"It's the company he keeps," he said—"a lot of fast men—fast enough to be talked about, fashionable enough to be tolerated—Jack Casson is one of them, and that little ass, Arthur Wye. That's the crowd—a horse-racing, hard-drinking, hard-gambling crew."
"But—he is—Mr. Berkley's circumstances—how can he do such things——"
"Some idiot—even Berkley doesn't know who—took all those dead stocks off his hands.
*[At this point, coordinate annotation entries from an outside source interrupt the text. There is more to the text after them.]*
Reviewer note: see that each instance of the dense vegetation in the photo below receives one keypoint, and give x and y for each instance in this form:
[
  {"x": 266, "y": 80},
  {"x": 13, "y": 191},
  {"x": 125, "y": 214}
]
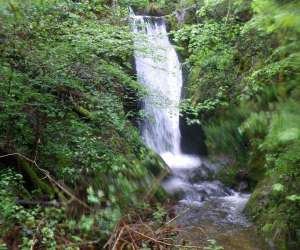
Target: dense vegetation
[
  {"x": 72, "y": 162},
  {"x": 67, "y": 95},
  {"x": 243, "y": 87}
]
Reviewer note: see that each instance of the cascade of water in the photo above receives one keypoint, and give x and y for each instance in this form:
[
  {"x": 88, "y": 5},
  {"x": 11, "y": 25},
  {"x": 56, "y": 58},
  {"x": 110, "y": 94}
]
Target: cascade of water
[{"x": 159, "y": 70}]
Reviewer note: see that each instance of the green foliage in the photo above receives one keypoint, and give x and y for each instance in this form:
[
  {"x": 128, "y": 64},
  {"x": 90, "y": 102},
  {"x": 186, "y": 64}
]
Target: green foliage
[
  {"x": 66, "y": 85},
  {"x": 243, "y": 61}
]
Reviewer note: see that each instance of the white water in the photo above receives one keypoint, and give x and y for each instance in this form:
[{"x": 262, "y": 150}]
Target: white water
[{"x": 159, "y": 70}]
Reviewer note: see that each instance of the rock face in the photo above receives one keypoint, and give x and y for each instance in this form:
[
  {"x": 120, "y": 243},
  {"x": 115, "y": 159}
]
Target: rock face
[{"x": 192, "y": 138}]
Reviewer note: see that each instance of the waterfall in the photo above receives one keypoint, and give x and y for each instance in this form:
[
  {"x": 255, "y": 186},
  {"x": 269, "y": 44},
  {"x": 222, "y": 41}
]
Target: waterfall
[{"x": 159, "y": 70}]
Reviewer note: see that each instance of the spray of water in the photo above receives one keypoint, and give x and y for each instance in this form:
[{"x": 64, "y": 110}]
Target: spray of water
[{"x": 159, "y": 70}]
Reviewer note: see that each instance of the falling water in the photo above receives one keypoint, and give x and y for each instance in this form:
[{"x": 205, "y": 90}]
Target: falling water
[
  {"x": 160, "y": 72},
  {"x": 158, "y": 69}
]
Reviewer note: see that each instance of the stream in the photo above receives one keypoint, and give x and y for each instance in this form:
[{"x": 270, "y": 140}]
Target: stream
[{"x": 207, "y": 209}]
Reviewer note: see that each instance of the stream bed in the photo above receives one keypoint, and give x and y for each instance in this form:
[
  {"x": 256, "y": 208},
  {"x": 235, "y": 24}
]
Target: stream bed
[{"x": 207, "y": 208}]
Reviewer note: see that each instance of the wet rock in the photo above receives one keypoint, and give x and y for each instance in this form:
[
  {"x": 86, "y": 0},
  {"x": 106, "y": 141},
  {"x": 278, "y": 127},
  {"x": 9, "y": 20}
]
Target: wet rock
[{"x": 243, "y": 186}]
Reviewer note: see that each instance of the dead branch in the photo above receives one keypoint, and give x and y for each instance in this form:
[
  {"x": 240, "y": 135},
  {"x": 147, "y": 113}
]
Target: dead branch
[{"x": 47, "y": 174}]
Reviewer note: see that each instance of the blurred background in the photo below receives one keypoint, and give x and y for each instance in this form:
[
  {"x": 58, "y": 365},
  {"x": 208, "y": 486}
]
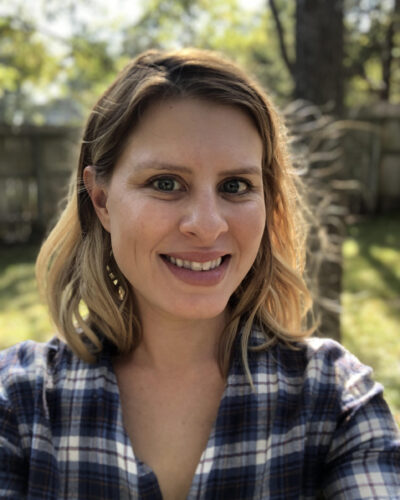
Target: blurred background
[{"x": 331, "y": 66}]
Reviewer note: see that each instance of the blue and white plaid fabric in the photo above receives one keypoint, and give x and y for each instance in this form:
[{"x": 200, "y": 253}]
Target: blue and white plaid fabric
[{"x": 315, "y": 423}]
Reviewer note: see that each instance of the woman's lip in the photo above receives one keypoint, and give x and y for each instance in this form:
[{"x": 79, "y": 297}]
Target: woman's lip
[
  {"x": 196, "y": 256},
  {"x": 199, "y": 278}
]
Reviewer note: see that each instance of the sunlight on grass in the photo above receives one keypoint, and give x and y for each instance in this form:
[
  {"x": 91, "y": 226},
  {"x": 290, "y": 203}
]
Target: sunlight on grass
[
  {"x": 21, "y": 314},
  {"x": 371, "y": 301}
]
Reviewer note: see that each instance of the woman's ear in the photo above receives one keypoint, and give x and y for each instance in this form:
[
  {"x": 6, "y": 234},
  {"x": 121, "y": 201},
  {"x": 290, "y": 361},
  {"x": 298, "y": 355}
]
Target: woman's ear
[{"x": 98, "y": 194}]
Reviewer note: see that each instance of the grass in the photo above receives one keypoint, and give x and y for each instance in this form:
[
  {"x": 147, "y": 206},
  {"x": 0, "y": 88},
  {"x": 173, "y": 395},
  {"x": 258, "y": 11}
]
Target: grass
[
  {"x": 371, "y": 300},
  {"x": 22, "y": 316}
]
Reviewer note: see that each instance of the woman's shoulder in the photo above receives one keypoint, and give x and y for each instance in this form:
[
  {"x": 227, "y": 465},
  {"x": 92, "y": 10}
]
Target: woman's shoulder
[
  {"x": 320, "y": 364},
  {"x": 30, "y": 368},
  {"x": 28, "y": 358}
]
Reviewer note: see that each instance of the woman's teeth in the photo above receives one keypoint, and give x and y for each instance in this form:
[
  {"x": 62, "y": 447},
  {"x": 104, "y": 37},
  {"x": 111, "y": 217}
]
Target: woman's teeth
[{"x": 195, "y": 266}]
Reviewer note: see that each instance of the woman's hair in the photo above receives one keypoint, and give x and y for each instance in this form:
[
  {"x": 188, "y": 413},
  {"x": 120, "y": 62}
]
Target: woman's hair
[{"x": 90, "y": 301}]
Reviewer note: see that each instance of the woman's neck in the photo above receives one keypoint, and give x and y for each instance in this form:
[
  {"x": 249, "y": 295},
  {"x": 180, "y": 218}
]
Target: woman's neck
[{"x": 170, "y": 344}]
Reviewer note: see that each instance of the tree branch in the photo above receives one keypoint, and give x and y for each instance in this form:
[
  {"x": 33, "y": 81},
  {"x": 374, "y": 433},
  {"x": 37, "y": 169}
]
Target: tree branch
[{"x": 281, "y": 37}]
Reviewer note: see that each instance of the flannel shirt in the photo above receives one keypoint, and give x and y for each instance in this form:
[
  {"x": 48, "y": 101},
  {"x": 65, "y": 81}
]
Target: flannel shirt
[{"x": 315, "y": 422}]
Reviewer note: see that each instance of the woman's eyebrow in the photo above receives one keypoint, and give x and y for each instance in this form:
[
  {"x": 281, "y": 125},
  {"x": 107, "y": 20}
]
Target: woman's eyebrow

Wasn't it the devil's own luck for Berkley to find a market in times like these?"
"But it ended him. . . . Oh, I was fond of him, I tell you, Ailsa!
I hate like thunder to see him this way——"
"What way!"
"Oh, not caring for anybody or anything. He's never sober. I don't mean that I ever saw him otherwise—he doesn't get drunk like an ordinary man: he just turns deathly white and polite. I've met him—and his friends—several times. They're too fast a string of colts for me. But isn't it a shame that a man like Berkley should go to the devil—and for no reason at all?"
"Yes," she said.
When Stephen, swinging his crimson fez by the tassel, stood ready to take his leave, she put her arms around his neck and kissed him.
After he departed Colonel Arran came, and sat, as usual, silent, listening.
Ailsa was very animated; she told him about Stephen's enlistment, asked scores of questions about military life, the chances in battle, the proportion of those who went through war unscathed.